From a previous series preview:

A former top prospect in the Angels system, José Suarez had a rough time adjusting to the majors across three seasons. Just 23 years old, he’s got plenty of time to continue to develop and it looks like the Angels have finally given him an opportunity to prove himself in the rotation for now. He has a decent fastball that he throws around half the time with his best secondary offering an above-average changeup. He also spins a good curveball that’s used more for generating weak contact on the ground rather than whiffs.

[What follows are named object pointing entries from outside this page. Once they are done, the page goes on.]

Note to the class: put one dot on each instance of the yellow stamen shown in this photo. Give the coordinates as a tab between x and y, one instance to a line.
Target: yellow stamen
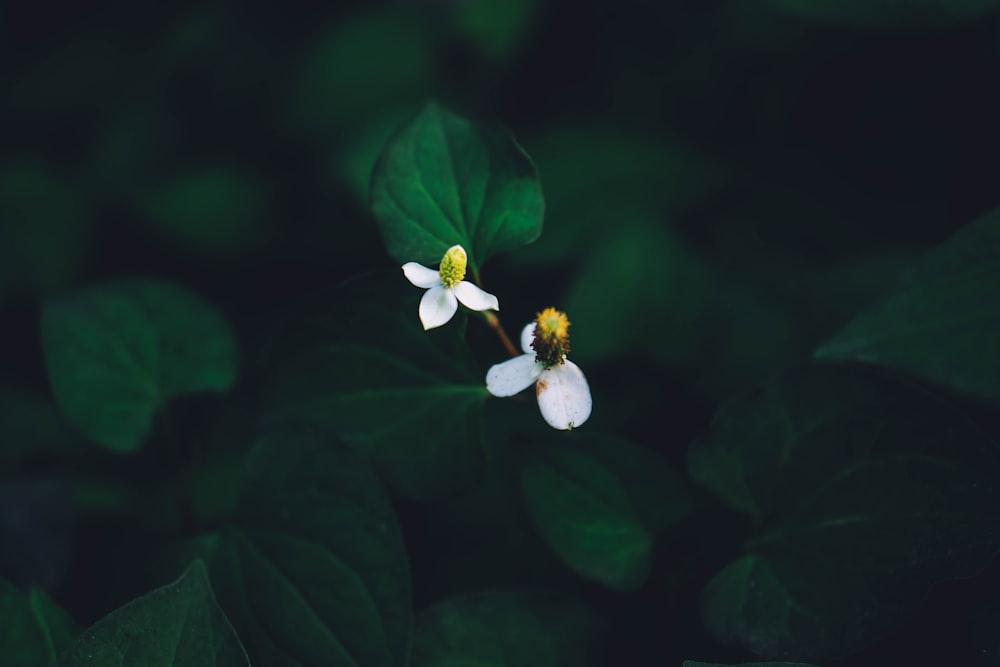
453	266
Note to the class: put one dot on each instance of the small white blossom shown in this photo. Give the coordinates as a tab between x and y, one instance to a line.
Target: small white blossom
446	287
562	390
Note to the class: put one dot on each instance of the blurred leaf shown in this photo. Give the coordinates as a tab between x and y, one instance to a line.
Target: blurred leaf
505	628
940	321
31	424
214	208
694	663
78	75
38	205
118	352
887	12
495	27
314	573
599	502
641	273
34	629
443	179
361	366
359	66
865	491
178	625
600	176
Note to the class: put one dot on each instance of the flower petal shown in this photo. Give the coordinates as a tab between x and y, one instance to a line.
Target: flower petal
420	275
474	298
563	396
437	306
512	376
527	337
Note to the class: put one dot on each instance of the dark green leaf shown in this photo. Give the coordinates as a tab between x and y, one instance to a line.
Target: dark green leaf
444	180
213	208
313	573
178	625
34	629
38	204
57	624
504	629
360	66
362	367
118	352
864	490
940	322
598	502
887	12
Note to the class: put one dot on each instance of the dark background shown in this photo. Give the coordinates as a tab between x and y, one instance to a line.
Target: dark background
726	185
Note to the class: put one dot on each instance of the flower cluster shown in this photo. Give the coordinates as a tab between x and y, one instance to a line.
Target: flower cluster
560	386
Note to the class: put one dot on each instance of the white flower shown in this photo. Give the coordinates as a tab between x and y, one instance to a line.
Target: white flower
562	390
446	287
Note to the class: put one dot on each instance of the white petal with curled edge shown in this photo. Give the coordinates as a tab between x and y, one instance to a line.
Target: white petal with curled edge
420	275
564	396
474	298
527	337
512	376
437	307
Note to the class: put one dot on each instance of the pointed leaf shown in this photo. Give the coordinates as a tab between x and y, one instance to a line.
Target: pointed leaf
599	502
313	573
118	352
362	367
505	629
178	625
34	629
444	180
864	490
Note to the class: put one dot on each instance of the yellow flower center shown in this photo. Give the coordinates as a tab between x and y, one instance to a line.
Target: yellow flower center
551	342
453	266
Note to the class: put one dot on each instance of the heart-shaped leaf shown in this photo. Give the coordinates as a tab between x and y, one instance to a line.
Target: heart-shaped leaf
505	629
864	490
313	571
444	180
117	353
887	12
35	630
599	502
362	367
178	625
941	321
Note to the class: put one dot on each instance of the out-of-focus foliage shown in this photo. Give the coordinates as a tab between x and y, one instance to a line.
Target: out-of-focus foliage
758	209
118	353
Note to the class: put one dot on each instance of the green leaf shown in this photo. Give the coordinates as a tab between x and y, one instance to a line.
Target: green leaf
313	572
940	322
213	208
864	491
887	12
178	625
34	629
359	66
363	368
694	663
118	352
505	629
599	502
39	204
444	180
58	625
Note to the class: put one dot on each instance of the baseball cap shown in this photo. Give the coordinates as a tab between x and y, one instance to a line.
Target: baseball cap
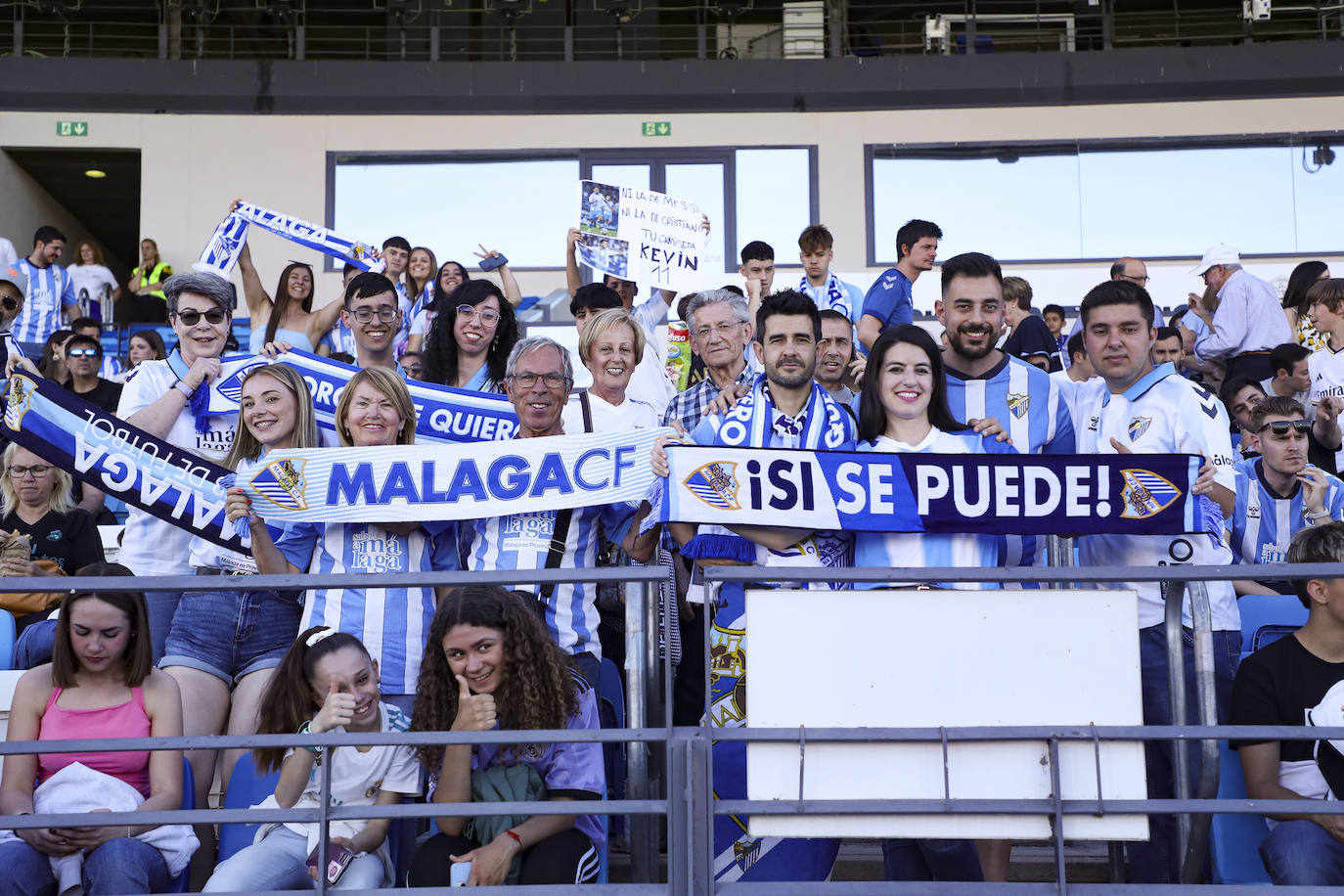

The Mariners were able to handle Suarez capably during their last series against the Angels. He allowed four runs in five innings, striking out just a single batter.

LHP Jhonathan Diaz

76 1/3 28.5% 6.2% 8.3% 49.7% 4.01 3.41
Combined Double-A and Triple-A stats

In his second major league appearance, Jhonathan Diaz held the Mariners to just a single run in a seven inning relief appearance after Jaime Barria left with an injury. Originally signed as a 16-year-old international free agent by the Red Sox, he left their organization as a free agent after last season. He signed a minor league deal with the Angels and was assigned to Double-A to start the year. He acquitted himself well, posting the highest strikeout rate of his minor league career at that level. He was promoted to Triple-A for three starts and made his major league debut on September 17. He has an above average slurvy slider and mixes in an average sinker and changeup to round out his repertoire.

LHP Reid Detmers

62 42.0% 7.4% 17.2% 35.5% 3.19 3.10
Combined Double-A and Triple-A stats

The Angels haven’t announced a starter for Sunday’s game but they’ve made it clear that Shohei Ohtani won’t be making another appearance on the mound this season. There are a bunch of options down in Triple-A who could make a final spot start for Los Angeles; Reid Detmers is the most likely candidate but Janson Junk, Packy Naughton, or even Chris Rodriguez could also be called up. Detmers was the Angels first round pick in the 2020 draft and he quickly made his way to the majors just a year after being drafted. He put up some gaudy strikeout numbers in the minors but struggled upon his first taste of the majors. He has a pair of good breaking balls but his fastball has been absolutely crushed by major league batters.

The Big Picture:

The AL West

Team W-L W% Games Behind Recent Form
Team W-L W% Games Behind Recent Form
Astros - x 93-66 0.585 -- L-L-W-L-W
Mariners 89-70 0.560 4.0 L-W-W-W-W
Athletics 85-74 0.535 8.0 W-W-L-L-L
Angels 75-84 0.472 18.0 W-L-L-W-L
Rangers 59-100 0.371 34.0 L-W-W-L-W
x - clinched division title

The Wild Card Race

Team W-L W% Games Behind Recent Form
Team W-L W% Games Behind Recent Form
Yankees 91-68 0.572 +2.0 W-W-W-L-W
Red Sox 89-70 0.560 -- L-L-L-W-L
Mariners 89-70 0.560 -- L-W-W-W-W
Blue Jays 88-71 0.553 1.0 W-W-L-W-L

I laid out the various playoff scenarios above, but just to reiterate, the Mariners are rooting for the Nationals against the Red Sox, the Orioles against the Blue Jays, and the Rays against the Yankees.